The Niswander lab investigates novel mouse models of embryonic development with the overarching goal of providing insights into fundamental developmental processes, major human birth defects and potential clinical therapies. We examine the interplay among genes, environment, and epigenetic mechanisms. Our studies over the past 15 years have provided a unique perspective on the molecular mechanisms that control the formation of the central and peripheral nervous system, as well as lung, limb, and neuromuscular development. Our particular focus is on the common and severe birth defect wherein the neural tube (NT) fails to close resulting in neural tube defects (NTDs, such as spina bifida).
To provide a more comprehensive understanding of the genetic basis of NTDs and other birth defects, and to reflect better the allelic variation in humans, we used unbiased forward genetic screens in the mouse. With respect to NTDs, we identified and cloned >25 genes not previously implicated in NT closure and developed assays to define the processes disrupted by these mutations. Moreover, using a combination of molecular, biochemical and cell biological assays we determined their mechanisms of action. Because the inability to visualize the cellular dynamics of NT closure in the living mouse embryo has been a handicap, we developed innovative methods for time-lapse imaging that allow us to couple our molecular insights to the regulation of cell behaviors that drive NT closure. Although environmental factors clearly influence human NTD risk, only a small subset of mouse mutants had been tested for their responsiveness to dietary factors. Therefore, we are using our mouse models to explore gene-environment interactions that influence NTD risk, including iron and zinc homeostasis and folic acid fortification. We also study the developmental defects associated with mutations in epigenetic regulators and have defined the impact of mutations in epigenetic modifiers (chromatin modifiers and histone acetyltransferases), as well as how folic acid pathway as the universal methyl donor in the cells may impact the epigenome using methods that include transcriptional profiling, whole-genome DNA methylation analyses, and ChIP-Seq.

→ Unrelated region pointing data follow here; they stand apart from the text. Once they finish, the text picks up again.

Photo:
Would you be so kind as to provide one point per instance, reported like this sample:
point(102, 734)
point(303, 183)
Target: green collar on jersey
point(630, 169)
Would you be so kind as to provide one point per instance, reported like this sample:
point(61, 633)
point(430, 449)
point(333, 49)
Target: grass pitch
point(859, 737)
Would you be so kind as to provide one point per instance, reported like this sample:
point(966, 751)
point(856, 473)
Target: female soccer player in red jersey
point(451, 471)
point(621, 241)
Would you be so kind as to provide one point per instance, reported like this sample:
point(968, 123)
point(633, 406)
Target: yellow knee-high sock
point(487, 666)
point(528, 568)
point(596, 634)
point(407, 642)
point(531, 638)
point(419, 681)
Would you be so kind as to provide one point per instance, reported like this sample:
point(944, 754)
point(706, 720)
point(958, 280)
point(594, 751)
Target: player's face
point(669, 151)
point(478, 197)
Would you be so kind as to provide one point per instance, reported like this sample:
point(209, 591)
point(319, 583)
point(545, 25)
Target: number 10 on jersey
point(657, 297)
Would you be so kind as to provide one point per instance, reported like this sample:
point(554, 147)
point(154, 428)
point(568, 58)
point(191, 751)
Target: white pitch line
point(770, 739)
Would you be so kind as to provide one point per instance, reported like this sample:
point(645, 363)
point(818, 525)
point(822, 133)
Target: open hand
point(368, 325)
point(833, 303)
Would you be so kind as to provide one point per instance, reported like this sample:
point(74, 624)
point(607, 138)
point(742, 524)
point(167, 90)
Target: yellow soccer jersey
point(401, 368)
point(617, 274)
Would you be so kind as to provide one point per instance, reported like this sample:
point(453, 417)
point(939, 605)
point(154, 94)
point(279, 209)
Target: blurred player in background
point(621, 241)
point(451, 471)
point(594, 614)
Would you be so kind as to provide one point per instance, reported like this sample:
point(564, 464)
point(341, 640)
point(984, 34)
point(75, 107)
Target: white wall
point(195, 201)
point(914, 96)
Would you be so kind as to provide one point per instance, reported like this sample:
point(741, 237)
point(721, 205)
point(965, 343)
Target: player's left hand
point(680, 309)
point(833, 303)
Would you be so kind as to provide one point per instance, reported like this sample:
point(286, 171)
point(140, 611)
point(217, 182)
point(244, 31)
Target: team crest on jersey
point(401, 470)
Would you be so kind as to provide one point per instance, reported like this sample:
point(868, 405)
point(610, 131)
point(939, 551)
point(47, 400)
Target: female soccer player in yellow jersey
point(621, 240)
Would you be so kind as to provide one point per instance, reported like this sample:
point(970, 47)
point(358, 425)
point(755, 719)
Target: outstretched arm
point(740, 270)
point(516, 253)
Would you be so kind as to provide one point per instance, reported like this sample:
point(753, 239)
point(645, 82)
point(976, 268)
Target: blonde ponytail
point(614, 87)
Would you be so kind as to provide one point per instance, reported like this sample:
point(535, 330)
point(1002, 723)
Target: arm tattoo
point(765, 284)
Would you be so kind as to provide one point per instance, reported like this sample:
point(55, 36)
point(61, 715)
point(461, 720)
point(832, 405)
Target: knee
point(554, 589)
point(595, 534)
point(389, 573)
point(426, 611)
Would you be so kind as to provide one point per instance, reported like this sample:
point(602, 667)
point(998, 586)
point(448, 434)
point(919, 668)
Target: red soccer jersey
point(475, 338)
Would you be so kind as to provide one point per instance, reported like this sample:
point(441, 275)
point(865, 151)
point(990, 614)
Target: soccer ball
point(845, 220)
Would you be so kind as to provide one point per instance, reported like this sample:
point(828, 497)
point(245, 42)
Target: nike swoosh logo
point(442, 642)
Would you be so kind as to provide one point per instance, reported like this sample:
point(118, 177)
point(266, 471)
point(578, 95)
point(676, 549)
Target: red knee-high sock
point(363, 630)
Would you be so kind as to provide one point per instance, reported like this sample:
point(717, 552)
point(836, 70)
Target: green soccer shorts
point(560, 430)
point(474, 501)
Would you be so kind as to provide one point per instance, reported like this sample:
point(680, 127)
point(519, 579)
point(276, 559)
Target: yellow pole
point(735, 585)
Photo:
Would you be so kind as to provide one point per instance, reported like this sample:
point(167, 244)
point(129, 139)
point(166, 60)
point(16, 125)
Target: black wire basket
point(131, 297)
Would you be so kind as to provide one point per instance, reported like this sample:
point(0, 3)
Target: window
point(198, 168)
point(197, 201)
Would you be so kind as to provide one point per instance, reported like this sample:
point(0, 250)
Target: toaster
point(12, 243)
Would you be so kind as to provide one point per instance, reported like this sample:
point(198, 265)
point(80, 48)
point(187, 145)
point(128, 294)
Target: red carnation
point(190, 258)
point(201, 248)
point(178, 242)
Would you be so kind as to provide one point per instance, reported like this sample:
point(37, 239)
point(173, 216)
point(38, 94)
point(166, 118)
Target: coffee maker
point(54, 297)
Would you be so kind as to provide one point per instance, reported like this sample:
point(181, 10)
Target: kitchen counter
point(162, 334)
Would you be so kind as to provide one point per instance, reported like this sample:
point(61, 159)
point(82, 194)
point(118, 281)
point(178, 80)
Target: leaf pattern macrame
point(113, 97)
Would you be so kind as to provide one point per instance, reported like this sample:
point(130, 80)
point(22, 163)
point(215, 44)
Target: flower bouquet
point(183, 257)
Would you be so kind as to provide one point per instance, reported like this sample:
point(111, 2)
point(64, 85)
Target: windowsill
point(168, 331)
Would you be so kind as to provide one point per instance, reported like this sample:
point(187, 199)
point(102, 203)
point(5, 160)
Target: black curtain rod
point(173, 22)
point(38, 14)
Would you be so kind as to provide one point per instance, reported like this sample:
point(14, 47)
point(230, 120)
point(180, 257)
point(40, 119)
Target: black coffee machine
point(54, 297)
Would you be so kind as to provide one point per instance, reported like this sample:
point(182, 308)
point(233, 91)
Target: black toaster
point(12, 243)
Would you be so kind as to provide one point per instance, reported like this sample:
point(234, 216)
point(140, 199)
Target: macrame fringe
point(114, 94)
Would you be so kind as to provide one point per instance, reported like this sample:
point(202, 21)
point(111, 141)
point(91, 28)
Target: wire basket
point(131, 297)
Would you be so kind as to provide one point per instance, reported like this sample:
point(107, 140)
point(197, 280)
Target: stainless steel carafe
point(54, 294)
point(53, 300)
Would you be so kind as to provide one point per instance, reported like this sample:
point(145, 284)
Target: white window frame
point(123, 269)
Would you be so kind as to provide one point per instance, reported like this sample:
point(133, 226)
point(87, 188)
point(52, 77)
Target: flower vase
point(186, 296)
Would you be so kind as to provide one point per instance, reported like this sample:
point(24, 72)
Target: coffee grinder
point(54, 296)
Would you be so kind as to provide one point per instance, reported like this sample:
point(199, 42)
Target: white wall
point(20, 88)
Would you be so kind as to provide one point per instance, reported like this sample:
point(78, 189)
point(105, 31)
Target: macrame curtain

I have extensive experience and success in administering research projects, in mentoring and training, leading collaborative projects, and an excellent track record in significant scientific achievements. I am firmly committed to mentoring and to graduate education. I am very proud that 100% of my former trainees (11 graduate students and 13 postdoctoral trainees and 2 clinical fellows) have remained in scientific careers. Moreover, of my 32 former and current trainees, 65% of them are women. I have also taken the lead numerous times in graduate education. Briefly, I served as the joint Director of the six-week Embryology Course for 5 summers, as well as lecturer and faculty head of the chick/mouse lab module since 1997 at the Marine Biological Labs at Woods Hole, MA. I served as the Director of the Graduate Program in Molecular Biology at Cornell University/Sloan-Kettering Institute, which through my leadership transitioned to a joint graduate program in Cell Biology & Genetics and Molecular Biology (2001-2004). At the University of Colorado, I served as the Associate Director of the campus-wide Graduate Program in the Biomedical Sciences Program (2007-2012). I am the Section Head of the Developmental Biology Section within Pediatrics and the Research Leader in the Emphasis Area of Developmental Origins of Health and Disease, as well as Chair of the Advisory Committee for the Colorado K12 Child Health Research Career Development training grant program. I also serve on a number of external Boards of Scientific Advisors, including two of KOMP2 international projects.